Traditions du monde

Pourquoi les Mexicains célèbrent-ils le Día de los Muertos ?

La réponse

Les Mexicains célèbrent le Día de los Muertos, ou Jour des Morts, pour honorer et accueillir les âmes des défunts. Cette tradition, qui a lieu les 1er et 2 novembre, mêle les coutumes préhispaniques et le catholicisme. Les familles décorent les tombes avec des fleurs, des crânes en sucre et des offrandes de nourriture et de boissons préférées des disparus.

En savoir plus

Le Día de los Muertos, ou Jour des Morts, est l’une des fêtes les plus emblématiques du Mexique, reconnue par l’UNESCO comme patrimoine culturel immatériel de l’humanité. Ce rituel, qui se déroule les 1er et 2 novembre, ne se limite pas à une simple commémoration : il incarne une vision unique de la mort, où les défunts ne sont pas pleurés, mais accueillis dans un esprit de joie et de retrouvailles. Cette tradition, à la fois ancienne et profondément enracinée, révèle comment le Mexique a su préserver et transformer ses héritages culturels au fil des siècles.

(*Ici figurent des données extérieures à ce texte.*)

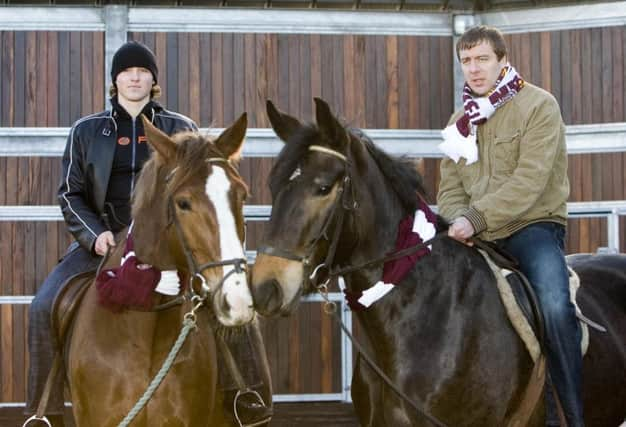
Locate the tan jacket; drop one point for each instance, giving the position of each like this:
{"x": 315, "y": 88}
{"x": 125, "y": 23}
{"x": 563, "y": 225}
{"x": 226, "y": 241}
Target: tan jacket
{"x": 521, "y": 173}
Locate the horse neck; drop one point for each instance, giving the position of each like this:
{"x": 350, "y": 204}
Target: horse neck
{"x": 373, "y": 225}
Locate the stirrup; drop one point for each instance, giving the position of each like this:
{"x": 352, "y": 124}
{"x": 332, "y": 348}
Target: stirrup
{"x": 36, "y": 418}
{"x": 259, "y": 399}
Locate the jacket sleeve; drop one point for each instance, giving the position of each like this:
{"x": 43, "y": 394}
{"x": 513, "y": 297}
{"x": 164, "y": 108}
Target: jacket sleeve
{"x": 538, "y": 150}
{"x": 452, "y": 200}
{"x": 81, "y": 219}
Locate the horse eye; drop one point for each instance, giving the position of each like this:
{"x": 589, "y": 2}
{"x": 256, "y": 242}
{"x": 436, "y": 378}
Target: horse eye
{"x": 184, "y": 204}
{"x": 323, "y": 190}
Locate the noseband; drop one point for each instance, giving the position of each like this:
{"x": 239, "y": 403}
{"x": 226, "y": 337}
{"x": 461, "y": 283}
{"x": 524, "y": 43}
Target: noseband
{"x": 239, "y": 264}
{"x": 344, "y": 202}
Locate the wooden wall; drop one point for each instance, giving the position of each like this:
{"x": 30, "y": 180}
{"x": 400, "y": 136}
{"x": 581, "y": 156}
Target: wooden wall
{"x": 50, "y": 79}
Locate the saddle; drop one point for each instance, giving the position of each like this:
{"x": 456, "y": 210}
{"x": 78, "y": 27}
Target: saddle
{"x": 520, "y": 301}
{"x": 66, "y": 303}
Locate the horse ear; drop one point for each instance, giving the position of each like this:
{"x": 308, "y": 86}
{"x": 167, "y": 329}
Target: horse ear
{"x": 230, "y": 142}
{"x": 329, "y": 125}
{"x": 283, "y": 124}
{"x": 158, "y": 140}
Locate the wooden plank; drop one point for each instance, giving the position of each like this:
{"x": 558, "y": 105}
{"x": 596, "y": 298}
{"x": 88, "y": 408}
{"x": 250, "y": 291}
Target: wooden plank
{"x": 446, "y": 80}
{"x": 238, "y": 74}
{"x": 566, "y": 77}
{"x": 41, "y": 81}
{"x": 12, "y": 182}
{"x": 3, "y": 182}
{"x": 606, "y": 76}
{"x": 412, "y": 76}
{"x": 7, "y": 81}
{"x": 381, "y": 88}
{"x": 217, "y": 106}
{"x": 252, "y": 101}
{"x": 292, "y": 77}
{"x": 20, "y": 78}
{"x": 316, "y": 66}
{"x": 260, "y": 87}
{"x": 618, "y": 74}
{"x": 98, "y": 103}
{"x": 405, "y": 79}
{"x": 576, "y": 83}
{"x": 206, "y": 88}
{"x": 596, "y": 75}
{"x": 546, "y": 63}
{"x": 361, "y": 94}
{"x": 87, "y": 84}
{"x": 75, "y": 78}
{"x": 555, "y": 49}
{"x": 182, "y": 63}
{"x": 160, "y": 43}
{"x": 228, "y": 82}
{"x": 372, "y": 102}
{"x": 30, "y": 84}
{"x": 391, "y": 72}
{"x": 173, "y": 76}
{"x": 306, "y": 99}
{"x": 423, "y": 78}
{"x": 52, "y": 86}
{"x": 6, "y": 355}
{"x": 337, "y": 76}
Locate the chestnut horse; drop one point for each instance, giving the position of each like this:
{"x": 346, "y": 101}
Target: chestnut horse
{"x": 187, "y": 214}
{"x": 441, "y": 335}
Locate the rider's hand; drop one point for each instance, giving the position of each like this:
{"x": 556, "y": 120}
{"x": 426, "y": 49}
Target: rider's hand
{"x": 461, "y": 230}
{"x": 103, "y": 241}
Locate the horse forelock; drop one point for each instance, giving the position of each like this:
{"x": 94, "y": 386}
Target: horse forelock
{"x": 292, "y": 154}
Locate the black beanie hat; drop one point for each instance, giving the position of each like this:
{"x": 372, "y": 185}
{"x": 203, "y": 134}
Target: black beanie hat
{"x": 133, "y": 54}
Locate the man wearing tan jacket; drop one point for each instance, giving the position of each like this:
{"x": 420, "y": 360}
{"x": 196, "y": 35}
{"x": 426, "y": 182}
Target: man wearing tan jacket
{"x": 504, "y": 179}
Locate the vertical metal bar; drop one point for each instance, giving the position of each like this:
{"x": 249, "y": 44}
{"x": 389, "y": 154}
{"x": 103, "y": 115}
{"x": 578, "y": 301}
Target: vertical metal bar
{"x": 612, "y": 226}
{"x": 346, "y": 347}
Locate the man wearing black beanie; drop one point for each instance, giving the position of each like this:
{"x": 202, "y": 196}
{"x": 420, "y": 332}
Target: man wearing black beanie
{"x": 102, "y": 158}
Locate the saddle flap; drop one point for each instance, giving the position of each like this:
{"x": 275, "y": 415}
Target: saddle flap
{"x": 66, "y": 302}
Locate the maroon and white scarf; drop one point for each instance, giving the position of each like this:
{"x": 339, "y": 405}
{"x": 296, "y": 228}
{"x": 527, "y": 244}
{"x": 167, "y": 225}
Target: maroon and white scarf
{"x": 133, "y": 283}
{"x": 412, "y": 230}
{"x": 459, "y": 139}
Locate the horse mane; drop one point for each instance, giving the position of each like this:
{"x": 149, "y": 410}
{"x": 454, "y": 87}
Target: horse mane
{"x": 191, "y": 155}
{"x": 400, "y": 173}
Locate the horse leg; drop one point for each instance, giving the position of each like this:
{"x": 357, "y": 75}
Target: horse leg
{"x": 366, "y": 395}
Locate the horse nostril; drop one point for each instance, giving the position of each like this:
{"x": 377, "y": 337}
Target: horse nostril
{"x": 267, "y": 298}
{"x": 224, "y": 305}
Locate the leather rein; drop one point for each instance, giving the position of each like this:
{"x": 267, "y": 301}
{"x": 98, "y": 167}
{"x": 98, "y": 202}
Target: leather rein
{"x": 346, "y": 202}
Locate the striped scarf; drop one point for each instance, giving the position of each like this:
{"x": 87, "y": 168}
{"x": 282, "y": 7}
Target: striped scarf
{"x": 459, "y": 139}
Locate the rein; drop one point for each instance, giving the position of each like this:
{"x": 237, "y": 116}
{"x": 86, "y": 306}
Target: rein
{"x": 343, "y": 204}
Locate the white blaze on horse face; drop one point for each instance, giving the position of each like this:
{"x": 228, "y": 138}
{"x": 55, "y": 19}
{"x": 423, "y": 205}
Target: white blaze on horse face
{"x": 235, "y": 289}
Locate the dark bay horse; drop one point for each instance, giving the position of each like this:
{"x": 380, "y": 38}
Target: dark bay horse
{"x": 441, "y": 335}
{"x": 188, "y": 216}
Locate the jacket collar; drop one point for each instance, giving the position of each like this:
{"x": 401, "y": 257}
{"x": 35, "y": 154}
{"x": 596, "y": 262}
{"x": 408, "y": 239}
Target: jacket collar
{"x": 120, "y": 114}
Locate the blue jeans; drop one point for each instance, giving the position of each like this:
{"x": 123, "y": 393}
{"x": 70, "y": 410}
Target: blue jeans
{"x": 40, "y": 339}
{"x": 539, "y": 250}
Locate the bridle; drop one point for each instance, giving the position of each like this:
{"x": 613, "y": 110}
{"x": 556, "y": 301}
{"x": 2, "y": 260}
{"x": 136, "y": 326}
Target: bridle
{"x": 345, "y": 202}
{"x": 240, "y": 265}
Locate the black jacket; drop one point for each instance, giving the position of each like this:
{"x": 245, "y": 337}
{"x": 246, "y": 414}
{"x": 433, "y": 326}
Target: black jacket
{"x": 86, "y": 168}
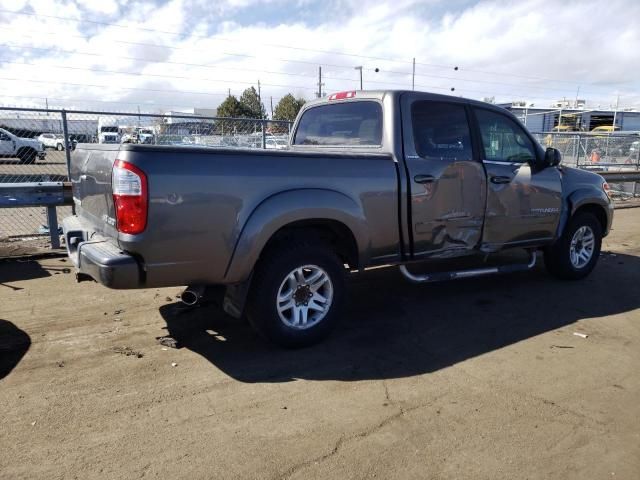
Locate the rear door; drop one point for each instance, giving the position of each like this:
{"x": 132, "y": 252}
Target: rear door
{"x": 523, "y": 204}
{"x": 447, "y": 183}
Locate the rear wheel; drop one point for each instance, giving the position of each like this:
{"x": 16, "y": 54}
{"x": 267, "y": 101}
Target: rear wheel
{"x": 27, "y": 156}
{"x": 296, "y": 294}
{"x": 576, "y": 252}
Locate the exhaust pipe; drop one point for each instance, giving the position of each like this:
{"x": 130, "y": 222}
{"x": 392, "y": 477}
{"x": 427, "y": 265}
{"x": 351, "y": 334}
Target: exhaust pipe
{"x": 192, "y": 295}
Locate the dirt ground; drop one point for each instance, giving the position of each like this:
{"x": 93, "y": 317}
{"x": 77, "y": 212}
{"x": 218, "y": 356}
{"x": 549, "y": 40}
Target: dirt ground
{"x": 474, "y": 379}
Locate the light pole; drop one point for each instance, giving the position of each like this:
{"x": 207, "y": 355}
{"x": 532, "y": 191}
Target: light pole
{"x": 359, "y": 68}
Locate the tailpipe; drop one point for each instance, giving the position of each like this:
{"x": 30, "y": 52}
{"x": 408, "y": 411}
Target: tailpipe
{"x": 192, "y": 295}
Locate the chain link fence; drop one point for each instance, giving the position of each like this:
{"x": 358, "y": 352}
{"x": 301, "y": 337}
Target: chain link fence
{"x": 600, "y": 152}
{"x": 605, "y": 151}
{"x": 35, "y": 146}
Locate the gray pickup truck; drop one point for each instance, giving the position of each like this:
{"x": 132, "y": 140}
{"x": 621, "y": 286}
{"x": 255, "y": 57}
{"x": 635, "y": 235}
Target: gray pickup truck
{"x": 370, "y": 178}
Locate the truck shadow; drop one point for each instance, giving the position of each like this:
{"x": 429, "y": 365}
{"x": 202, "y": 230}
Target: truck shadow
{"x": 16, "y": 270}
{"x": 14, "y": 344}
{"x": 394, "y": 329}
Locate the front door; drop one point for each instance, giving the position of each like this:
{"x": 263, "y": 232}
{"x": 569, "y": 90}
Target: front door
{"x": 447, "y": 182}
{"x": 6, "y": 144}
{"x": 523, "y": 204}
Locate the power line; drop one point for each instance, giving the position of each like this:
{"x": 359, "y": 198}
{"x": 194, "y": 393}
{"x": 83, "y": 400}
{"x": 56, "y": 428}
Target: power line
{"x": 186, "y": 92}
{"x": 86, "y": 100}
{"x": 327, "y": 52}
{"x": 346, "y": 67}
{"x": 196, "y": 65}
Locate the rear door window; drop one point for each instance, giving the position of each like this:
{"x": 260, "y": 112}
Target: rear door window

Une fusion entre traditions préhispaniques et héritage colonial

Le Día de los Muertos puise ses origines dans les croyances des peuples autochtones du Mexique, notamment les Aztèques, les Mayas et les Purépechas, qui considéraient la mort comme une étape naturelle du cycle de la vie. Pour ces civilisations, les défunts continuaient d’exister dans un autre monde, et il était essentiel de maintenir un lien avec eux. Les Espagnols, lors de la colonisation au XVIe siècle, ont superposé ces traditions avec les fêtes catholiques de la Toussaint (1er novembre) et du Jour des Défunts (2 novembre). Cette rencontre a donné naissance à une célébration hybride, où les rituels ancestraux et les symboles chrétiens coexistent encore aujourd’hui.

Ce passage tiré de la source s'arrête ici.